Flamingos keep cool by urinating on their legs. Congressmen prefer getting pissy with John Boehner.
written by Michael Balton, 06 August 2013
Obama teed off
To celebrate his birthday, Barack Obama, 52, played golf with Tiger Woods' mistresses and ordered a birth certificate, which lists his age as "39" and his citizenship as "American, more or less."

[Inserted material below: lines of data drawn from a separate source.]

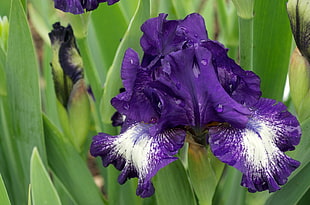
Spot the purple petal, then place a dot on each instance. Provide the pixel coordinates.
(134, 103)
(189, 74)
(78, 6)
(161, 36)
(241, 85)
(72, 6)
(257, 150)
(137, 154)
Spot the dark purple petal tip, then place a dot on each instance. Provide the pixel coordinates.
(258, 150)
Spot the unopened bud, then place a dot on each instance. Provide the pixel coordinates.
(69, 82)
(299, 15)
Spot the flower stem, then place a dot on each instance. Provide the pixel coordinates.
(246, 43)
(92, 77)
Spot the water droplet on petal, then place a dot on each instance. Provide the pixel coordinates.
(196, 70)
(219, 108)
(204, 62)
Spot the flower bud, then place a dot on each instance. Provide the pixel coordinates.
(71, 91)
(4, 32)
(299, 77)
(79, 23)
(299, 15)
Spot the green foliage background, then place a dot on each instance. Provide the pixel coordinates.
(39, 163)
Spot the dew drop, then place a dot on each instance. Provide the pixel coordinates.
(219, 108)
(204, 62)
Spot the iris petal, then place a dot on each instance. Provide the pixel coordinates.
(257, 150)
(138, 154)
(243, 86)
(78, 6)
(189, 73)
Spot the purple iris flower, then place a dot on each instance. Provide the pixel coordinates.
(78, 6)
(187, 86)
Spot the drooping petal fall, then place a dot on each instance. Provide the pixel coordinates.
(138, 154)
(258, 150)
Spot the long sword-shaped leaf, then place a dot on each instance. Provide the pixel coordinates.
(4, 198)
(23, 98)
(42, 188)
(172, 185)
(131, 39)
(272, 46)
(69, 167)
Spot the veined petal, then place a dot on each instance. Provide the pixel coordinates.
(191, 77)
(243, 86)
(257, 150)
(138, 154)
(161, 36)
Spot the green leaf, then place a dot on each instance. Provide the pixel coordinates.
(131, 39)
(69, 167)
(24, 121)
(128, 8)
(230, 181)
(42, 188)
(108, 32)
(173, 186)
(204, 174)
(4, 198)
(2, 73)
(271, 46)
(293, 190)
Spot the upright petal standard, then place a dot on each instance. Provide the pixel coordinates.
(187, 86)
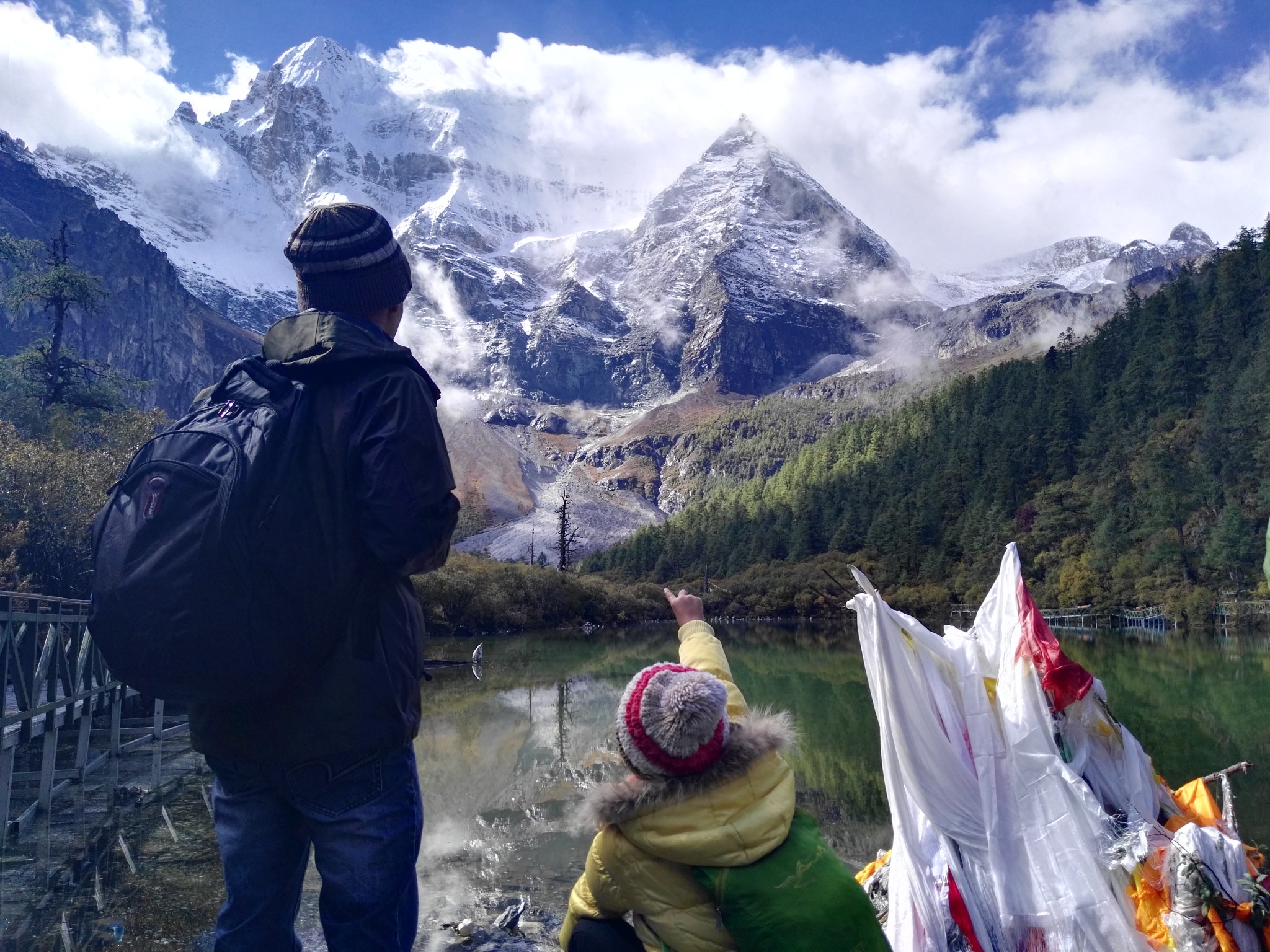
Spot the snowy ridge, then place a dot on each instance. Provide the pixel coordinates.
(1083, 265)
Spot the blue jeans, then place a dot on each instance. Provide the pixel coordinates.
(363, 818)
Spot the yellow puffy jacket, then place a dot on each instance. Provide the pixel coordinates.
(651, 833)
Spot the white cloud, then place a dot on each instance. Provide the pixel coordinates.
(1098, 139)
(229, 87)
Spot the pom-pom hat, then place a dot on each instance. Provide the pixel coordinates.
(672, 721)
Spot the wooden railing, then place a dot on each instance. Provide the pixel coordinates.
(55, 679)
(1227, 611)
(1089, 619)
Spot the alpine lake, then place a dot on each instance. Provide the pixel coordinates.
(505, 762)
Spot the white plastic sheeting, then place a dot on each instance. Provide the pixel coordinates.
(978, 788)
(1206, 851)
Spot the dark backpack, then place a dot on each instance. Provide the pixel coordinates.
(218, 574)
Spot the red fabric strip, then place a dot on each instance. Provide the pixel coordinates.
(1061, 677)
(962, 915)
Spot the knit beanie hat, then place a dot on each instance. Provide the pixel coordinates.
(672, 721)
(346, 259)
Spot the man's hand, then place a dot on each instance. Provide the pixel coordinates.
(687, 609)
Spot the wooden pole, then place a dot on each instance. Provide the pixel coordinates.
(1242, 767)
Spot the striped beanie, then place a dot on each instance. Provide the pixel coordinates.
(346, 259)
(672, 721)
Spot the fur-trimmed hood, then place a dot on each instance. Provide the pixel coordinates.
(751, 738)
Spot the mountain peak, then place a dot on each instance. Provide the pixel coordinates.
(315, 61)
(741, 138)
(1188, 234)
(184, 113)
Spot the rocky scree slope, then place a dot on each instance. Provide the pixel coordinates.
(564, 310)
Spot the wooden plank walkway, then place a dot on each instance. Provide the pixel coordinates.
(75, 744)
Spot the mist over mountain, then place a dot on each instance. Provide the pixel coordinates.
(561, 311)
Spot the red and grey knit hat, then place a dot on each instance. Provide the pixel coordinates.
(347, 259)
(672, 721)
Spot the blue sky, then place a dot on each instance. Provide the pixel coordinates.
(1098, 117)
(202, 31)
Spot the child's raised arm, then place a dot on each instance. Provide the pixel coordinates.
(700, 649)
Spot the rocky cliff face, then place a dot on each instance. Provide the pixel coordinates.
(585, 334)
(150, 327)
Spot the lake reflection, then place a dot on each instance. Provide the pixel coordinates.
(505, 763)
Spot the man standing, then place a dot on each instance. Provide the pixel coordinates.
(331, 764)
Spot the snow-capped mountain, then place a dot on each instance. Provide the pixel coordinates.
(571, 312)
(1083, 265)
(741, 276)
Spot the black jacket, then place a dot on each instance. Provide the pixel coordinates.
(376, 414)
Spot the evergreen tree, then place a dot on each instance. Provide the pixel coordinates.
(45, 277)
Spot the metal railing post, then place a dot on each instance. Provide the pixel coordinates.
(6, 790)
(116, 719)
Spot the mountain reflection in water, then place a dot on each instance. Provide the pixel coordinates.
(505, 762)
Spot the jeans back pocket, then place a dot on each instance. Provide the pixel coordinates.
(335, 788)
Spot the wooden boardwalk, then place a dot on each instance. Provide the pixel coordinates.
(76, 746)
(1089, 619)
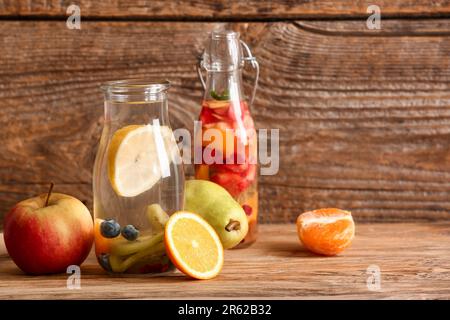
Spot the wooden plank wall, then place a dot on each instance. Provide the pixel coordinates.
(364, 115)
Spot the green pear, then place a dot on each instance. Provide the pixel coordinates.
(219, 209)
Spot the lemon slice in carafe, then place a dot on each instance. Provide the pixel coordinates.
(137, 158)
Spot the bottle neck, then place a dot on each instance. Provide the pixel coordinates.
(224, 84)
(137, 109)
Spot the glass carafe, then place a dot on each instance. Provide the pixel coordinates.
(229, 137)
(138, 178)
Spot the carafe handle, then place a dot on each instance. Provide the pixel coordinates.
(248, 56)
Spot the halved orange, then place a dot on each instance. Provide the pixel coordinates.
(326, 231)
(193, 245)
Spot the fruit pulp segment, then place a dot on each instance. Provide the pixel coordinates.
(190, 238)
(237, 147)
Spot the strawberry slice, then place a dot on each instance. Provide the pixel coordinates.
(234, 183)
(230, 181)
(206, 116)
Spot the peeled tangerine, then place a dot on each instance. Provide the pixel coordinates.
(326, 231)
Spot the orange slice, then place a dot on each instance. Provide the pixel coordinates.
(326, 231)
(193, 245)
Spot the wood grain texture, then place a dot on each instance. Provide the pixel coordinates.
(413, 259)
(223, 9)
(364, 115)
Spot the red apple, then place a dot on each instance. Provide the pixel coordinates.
(44, 238)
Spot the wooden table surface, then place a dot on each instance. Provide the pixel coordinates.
(414, 260)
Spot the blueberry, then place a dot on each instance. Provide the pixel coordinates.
(110, 228)
(130, 233)
(103, 260)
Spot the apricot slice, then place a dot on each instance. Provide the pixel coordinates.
(326, 231)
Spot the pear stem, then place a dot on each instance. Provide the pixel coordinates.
(48, 194)
(233, 225)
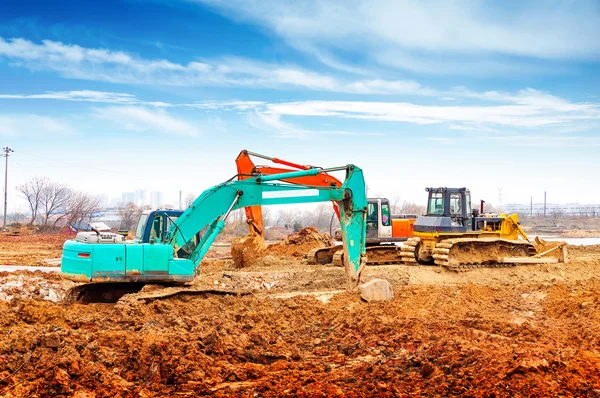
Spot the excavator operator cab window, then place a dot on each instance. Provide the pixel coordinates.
(436, 203)
(372, 216)
(385, 215)
(157, 229)
(139, 232)
(455, 204)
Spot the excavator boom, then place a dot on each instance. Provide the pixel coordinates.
(155, 262)
(247, 169)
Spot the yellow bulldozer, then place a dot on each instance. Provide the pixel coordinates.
(453, 235)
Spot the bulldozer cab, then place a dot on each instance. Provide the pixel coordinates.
(454, 203)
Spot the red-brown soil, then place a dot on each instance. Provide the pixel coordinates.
(524, 331)
(30, 249)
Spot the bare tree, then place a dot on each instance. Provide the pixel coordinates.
(81, 207)
(33, 192)
(129, 214)
(54, 200)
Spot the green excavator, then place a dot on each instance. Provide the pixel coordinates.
(173, 252)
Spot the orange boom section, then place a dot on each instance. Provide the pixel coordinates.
(247, 169)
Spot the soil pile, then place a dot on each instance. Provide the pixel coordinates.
(33, 285)
(532, 340)
(247, 249)
(300, 243)
(251, 249)
(580, 234)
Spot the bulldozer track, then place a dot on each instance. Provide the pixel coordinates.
(408, 251)
(442, 253)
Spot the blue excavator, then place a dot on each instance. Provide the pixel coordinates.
(171, 245)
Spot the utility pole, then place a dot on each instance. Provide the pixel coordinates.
(7, 151)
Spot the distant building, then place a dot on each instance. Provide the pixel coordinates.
(156, 199)
(140, 197)
(127, 197)
(569, 209)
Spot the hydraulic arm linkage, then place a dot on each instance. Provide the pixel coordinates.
(155, 262)
(247, 169)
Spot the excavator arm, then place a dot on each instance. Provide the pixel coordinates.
(247, 169)
(110, 260)
(212, 207)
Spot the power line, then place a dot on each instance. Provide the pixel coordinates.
(7, 151)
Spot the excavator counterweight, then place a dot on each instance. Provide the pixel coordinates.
(174, 255)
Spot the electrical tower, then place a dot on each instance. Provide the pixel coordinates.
(7, 152)
(499, 199)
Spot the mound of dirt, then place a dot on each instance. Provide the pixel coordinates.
(247, 249)
(33, 285)
(580, 234)
(300, 243)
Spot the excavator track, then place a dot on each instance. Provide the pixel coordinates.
(465, 254)
(322, 255)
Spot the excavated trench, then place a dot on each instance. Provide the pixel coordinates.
(526, 331)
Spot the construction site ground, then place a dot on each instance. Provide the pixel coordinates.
(282, 327)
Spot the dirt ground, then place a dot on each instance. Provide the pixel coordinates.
(30, 249)
(525, 331)
(581, 234)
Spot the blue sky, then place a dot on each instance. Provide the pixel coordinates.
(114, 96)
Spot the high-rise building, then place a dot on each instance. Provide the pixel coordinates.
(156, 199)
(127, 197)
(140, 197)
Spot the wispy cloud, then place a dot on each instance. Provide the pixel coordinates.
(528, 109)
(86, 96)
(273, 124)
(76, 62)
(463, 37)
(137, 118)
(24, 125)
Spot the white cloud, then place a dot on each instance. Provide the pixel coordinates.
(272, 123)
(529, 108)
(20, 125)
(136, 118)
(85, 96)
(462, 37)
(73, 61)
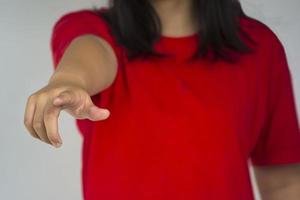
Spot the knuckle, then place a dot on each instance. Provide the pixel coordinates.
(52, 138)
(49, 113)
(27, 122)
(38, 125)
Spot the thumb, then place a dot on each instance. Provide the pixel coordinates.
(95, 113)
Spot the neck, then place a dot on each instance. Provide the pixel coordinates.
(176, 17)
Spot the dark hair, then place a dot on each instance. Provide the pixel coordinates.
(136, 26)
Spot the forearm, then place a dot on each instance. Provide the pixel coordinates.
(279, 182)
(88, 62)
(290, 191)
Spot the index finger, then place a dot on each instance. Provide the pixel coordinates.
(51, 115)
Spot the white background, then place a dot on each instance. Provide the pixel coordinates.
(31, 170)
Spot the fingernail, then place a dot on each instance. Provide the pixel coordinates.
(57, 145)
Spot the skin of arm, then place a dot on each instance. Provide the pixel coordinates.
(90, 62)
(278, 182)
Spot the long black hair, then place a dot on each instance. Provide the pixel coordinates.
(136, 26)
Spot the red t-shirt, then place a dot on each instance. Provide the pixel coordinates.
(185, 131)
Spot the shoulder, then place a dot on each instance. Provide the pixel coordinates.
(88, 18)
(261, 33)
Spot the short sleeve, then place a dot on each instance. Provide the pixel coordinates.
(279, 142)
(77, 23)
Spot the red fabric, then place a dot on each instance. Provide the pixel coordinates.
(182, 130)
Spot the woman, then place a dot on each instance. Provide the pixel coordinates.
(172, 98)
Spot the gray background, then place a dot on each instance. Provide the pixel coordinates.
(31, 170)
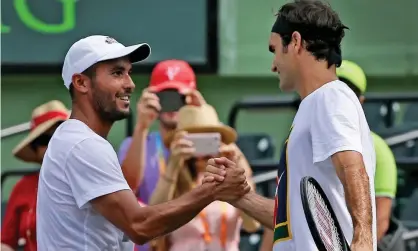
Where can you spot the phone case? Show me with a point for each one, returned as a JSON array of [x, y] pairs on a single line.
[[206, 144]]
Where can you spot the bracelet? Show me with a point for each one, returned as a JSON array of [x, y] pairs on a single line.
[[170, 180]]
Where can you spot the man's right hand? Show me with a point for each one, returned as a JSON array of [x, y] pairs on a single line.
[[148, 108], [234, 184], [181, 148]]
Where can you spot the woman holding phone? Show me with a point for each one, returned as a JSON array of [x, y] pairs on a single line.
[[200, 136]]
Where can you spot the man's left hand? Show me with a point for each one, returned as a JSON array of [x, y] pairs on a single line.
[[194, 97]]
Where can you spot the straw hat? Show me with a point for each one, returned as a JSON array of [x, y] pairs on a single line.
[[43, 118], [201, 119]]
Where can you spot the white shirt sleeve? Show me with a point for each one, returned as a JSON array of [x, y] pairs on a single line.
[[335, 125], [93, 170]]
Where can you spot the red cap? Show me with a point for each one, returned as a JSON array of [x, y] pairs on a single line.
[[172, 74]]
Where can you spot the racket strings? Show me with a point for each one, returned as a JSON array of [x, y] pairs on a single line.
[[323, 220]]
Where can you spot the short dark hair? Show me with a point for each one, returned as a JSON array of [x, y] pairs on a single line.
[[352, 86], [89, 72], [319, 25]]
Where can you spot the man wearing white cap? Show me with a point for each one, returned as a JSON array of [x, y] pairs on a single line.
[[84, 201]]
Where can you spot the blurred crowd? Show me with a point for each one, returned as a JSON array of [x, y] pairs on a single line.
[[164, 164]]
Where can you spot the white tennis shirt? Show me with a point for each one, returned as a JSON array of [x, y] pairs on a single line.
[[329, 120], [78, 166]]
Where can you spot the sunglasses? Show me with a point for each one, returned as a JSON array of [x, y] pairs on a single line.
[[41, 140]]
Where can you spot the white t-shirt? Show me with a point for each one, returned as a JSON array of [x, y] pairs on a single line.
[[328, 121], [78, 166]]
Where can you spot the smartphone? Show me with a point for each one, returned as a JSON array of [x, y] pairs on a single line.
[[171, 100], [206, 144]]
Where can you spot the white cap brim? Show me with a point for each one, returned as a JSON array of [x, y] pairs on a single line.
[[136, 53]]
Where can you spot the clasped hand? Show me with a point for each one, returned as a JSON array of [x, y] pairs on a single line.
[[230, 179]]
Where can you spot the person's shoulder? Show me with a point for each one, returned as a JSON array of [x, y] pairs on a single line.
[[336, 89], [379, 143], [336, 95], [27, 181]]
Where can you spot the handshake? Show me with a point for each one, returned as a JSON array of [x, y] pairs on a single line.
[[231, 183]]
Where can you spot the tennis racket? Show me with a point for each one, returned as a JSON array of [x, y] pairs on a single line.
[[322, 222]]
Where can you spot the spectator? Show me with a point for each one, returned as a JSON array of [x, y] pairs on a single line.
[[143, 156], [217, 227], [386, 173], [386, 170], [19, 223]]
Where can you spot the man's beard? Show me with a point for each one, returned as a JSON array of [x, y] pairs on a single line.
[[105, 106]]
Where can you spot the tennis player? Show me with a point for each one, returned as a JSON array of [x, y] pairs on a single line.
[[84, 201], [329, 140]]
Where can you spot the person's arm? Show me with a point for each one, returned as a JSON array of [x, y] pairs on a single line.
[[352, 174], [11, 220], [249, 224], [385, 184], [254, 205], [143, 224], [181, 149], [336, 133], [167, 184], [96, 181], [132, 157], [133, 164], [258, 207]]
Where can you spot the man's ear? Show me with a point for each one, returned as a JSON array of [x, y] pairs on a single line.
[[296, 41], [80, 83], [362, 99]]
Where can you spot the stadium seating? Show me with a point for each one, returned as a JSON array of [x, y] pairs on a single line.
[[395, 138], [256, 146], [411, 113]]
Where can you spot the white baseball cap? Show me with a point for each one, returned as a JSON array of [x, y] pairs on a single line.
[[90, 50]]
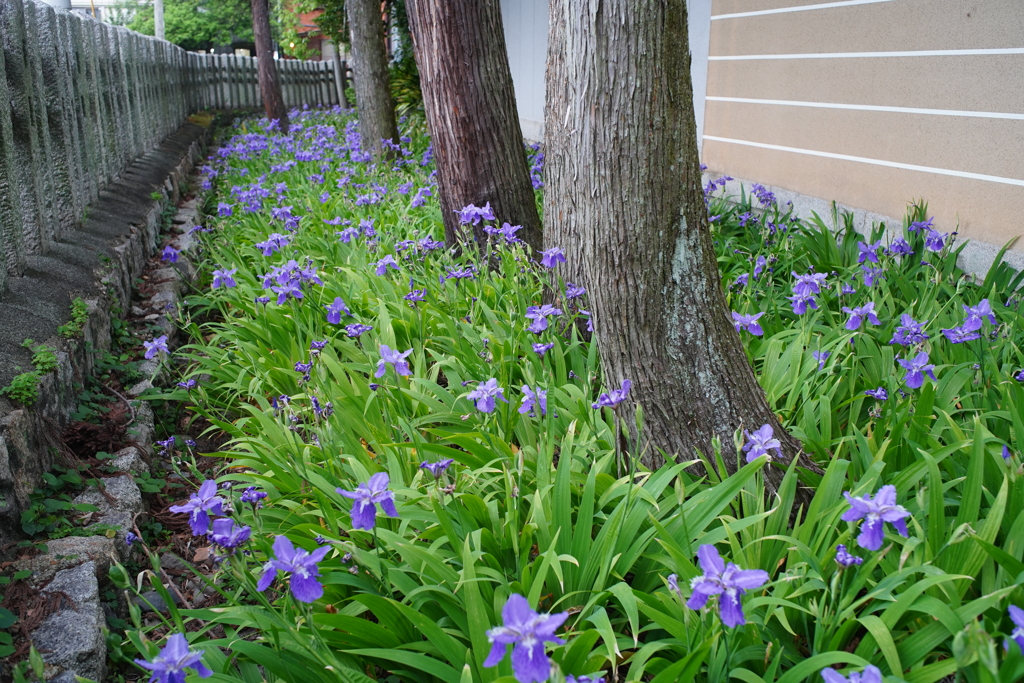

"Washington Post" sells out
Amazon's Jeff Bezos announced his decision to buy the washed-up Washington Post, which lost almost $50 million last year. "I did it so the paper won't fold. I want to save its comic strips," he said.
MLB suspends players
Major League Baseball suspended all players on Monday. Commissioner Bud Selig said, "We're tired of this pussy sport and can't wait for football season to begin. Then, we can watch real men score."
Things Ain't The Same
Retired ambulance driver says things have changed since he first drove an ambulance at top speed towards a hospital. No sirens back then. We all just screamed out the window & swung a lantern."
Terrorist Only Partly Successful
Act of terrorism failed this morning in Washington Square Park in NYC when a terrorist threw a Molotov Cocktail into tour group & a drunk drank it. "BURP! Pardon lady. FART!! 911-She's on fire here!"
Kerry Looking A Head!
John Kerry, looking a head, says that he has faith that during trip to Israel, there could be a break. However, we don't know who will be in charge on the Arab side by then. Still, I'm looking A Head!